Causas da Inclinação

Solo mole e aterros: Muitos prédios em Santos foram construídos sobre aterros em áreas originalmente alagadiças. O solo é composto por argila mole e sedimentos pouco consolidados, que sofrem compressão ao longo do tempo.

Falta de fundações adequadas: Algumas construções mais antigas não têm fundações profundas (como estacas), fazendo com que o peso do prédio cause afundamentos diferenciais.

Influência do lençol freático: A variação do nível da água subterrânea pode afetar a estabilidade do solo, agravando o problema.

Esse processo é chamado tecnicamente de recalque diferencial — e foi especialmente comum entre as décadas de 1950 e 1960, quando a cidade passou por um rápido crescimento imobiliário e turístico. Para ganhar tempo e lucrar, construtoras ergueram edifícios altos com fundações rasas, de apenas 3 a 4 metros de profundidade, sem considerar a fragilidade do solo.

Quantos Prédios Estão Inclinados?

Hoje, estima-se que cerca de 319 prédios em Santos apresentem algum grau de inclinação, sendo que 65 deles estão na orla da praia, especialmente nos bairros do Gonzaga, Boqueirão, Embaré e Aparecida. A orla é a região mais afetada por ter sido, em grande parte, aterrada ao longo do século XX.

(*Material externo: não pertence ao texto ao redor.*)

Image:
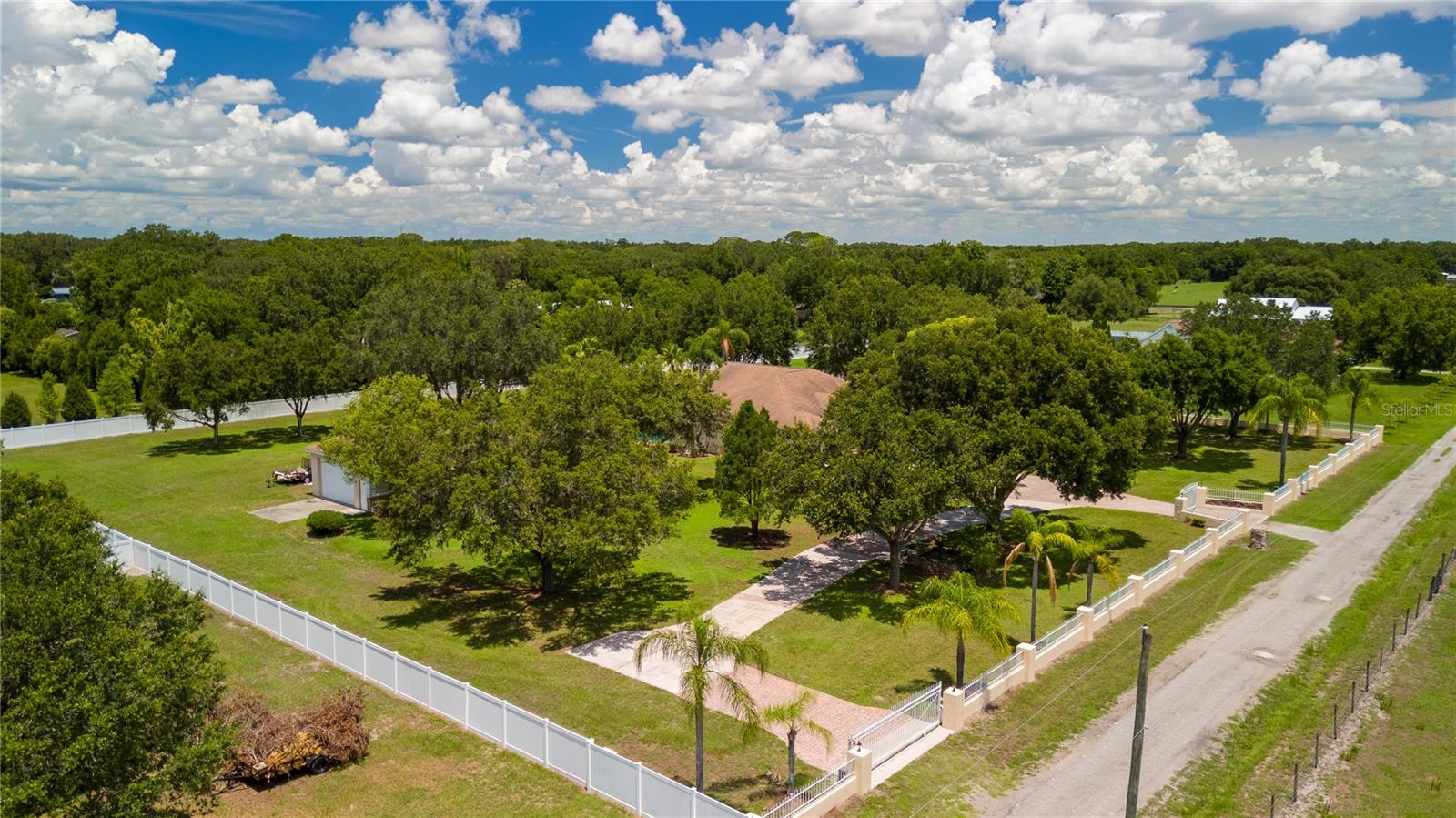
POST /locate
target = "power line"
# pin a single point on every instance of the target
(1072, 684)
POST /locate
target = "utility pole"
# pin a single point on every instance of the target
(1136, 771)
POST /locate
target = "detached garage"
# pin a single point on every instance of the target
(329, 482)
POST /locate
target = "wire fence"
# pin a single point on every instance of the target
(51, 434)
(1359, 692)
(1057, 633)
(574, 756)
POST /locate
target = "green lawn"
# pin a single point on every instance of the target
(1143, 323)
(1249, 461)
(419, 763)
(29, 389)
(1402, 762)
(1002, 745)
(1407, 434)
(848, 640)
(475, 623)
(1259, 747)
(1190, 293)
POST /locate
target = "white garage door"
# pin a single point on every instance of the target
(335, 485)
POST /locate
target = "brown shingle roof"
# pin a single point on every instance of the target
(786, 392)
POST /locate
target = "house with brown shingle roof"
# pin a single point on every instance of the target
(791, 395)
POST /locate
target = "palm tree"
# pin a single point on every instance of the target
(1359, 385)
(794, 716)
(1092, 549)
(708, 657)
(1296, 402)
(1038, 538)
(963, 609)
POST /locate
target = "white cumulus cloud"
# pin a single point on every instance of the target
(561, 99)
(1303, 83)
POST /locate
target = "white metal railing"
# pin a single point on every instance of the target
(574, 756)
(812, 793)
(1057, 633)
(1190, 495)
(1117, 596)
(1232, 523)
(1158, 570)
(51, 434)
(995, 674)
(902, 727)
(1234, 495)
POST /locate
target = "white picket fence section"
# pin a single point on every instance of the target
(51, 434)
(574, 756)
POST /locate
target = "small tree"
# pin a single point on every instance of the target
(1092, 549)
(50, 403)
(15, 410)
(116, 388)
(958, 607)
(744, 475)
(874, 468)
(1359, 385)
(77, 403)
(708, 657)
(302, 366)
(1296, 402)
(1038, 539)
(204, 383)
(794, 718)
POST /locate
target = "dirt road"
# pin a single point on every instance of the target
(1213, 676)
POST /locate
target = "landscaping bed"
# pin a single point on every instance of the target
(478, 623)
(848, 641)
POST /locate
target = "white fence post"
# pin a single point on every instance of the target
(592, 752)
(640, 789)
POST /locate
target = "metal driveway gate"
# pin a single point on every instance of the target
(902, 727)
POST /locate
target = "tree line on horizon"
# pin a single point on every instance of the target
(188, 325)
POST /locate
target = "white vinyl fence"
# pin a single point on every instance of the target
(50, 434)
(574, 756)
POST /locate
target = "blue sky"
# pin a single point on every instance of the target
(1047, 123)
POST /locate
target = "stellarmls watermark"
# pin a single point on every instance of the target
(1417, 409)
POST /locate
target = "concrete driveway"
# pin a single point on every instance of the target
(1216, 674)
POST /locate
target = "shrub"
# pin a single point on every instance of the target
(327, 521)
(15, 410)
(77, 403)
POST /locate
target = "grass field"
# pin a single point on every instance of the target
(1002, 745)
(417, 763)
(1407, 434)
(29, 389)
(1190, 293)
(848, 641)
(1143, 323)
(1259, 747)
(1402, 760)
(475, 623)
(1249, 461)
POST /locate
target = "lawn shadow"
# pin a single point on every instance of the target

Veja alguns desses prédios no sítio abaixo:

https://drive.google.com/file/d/157lamOqnTsLY_O4WU58GS9fm-bi_-S-m/view?usp=drivesdk

Inclinação em Graus: Santos x Pisa

Os prédios inclinados de Santos apresentam inclinações que variam entre 0,5 metro e 1,8 metro entre a base e o topo. Considerando edifícios com alturas médias de 15 a 20 andares, essas inclinações correspondem a aproximadamente 1,5 a 2,5 graus em relação à vertical. Embora visualmente impactantes, essas inclinações são menores em comparação com a da famosa Torre de Pisa, na Itália.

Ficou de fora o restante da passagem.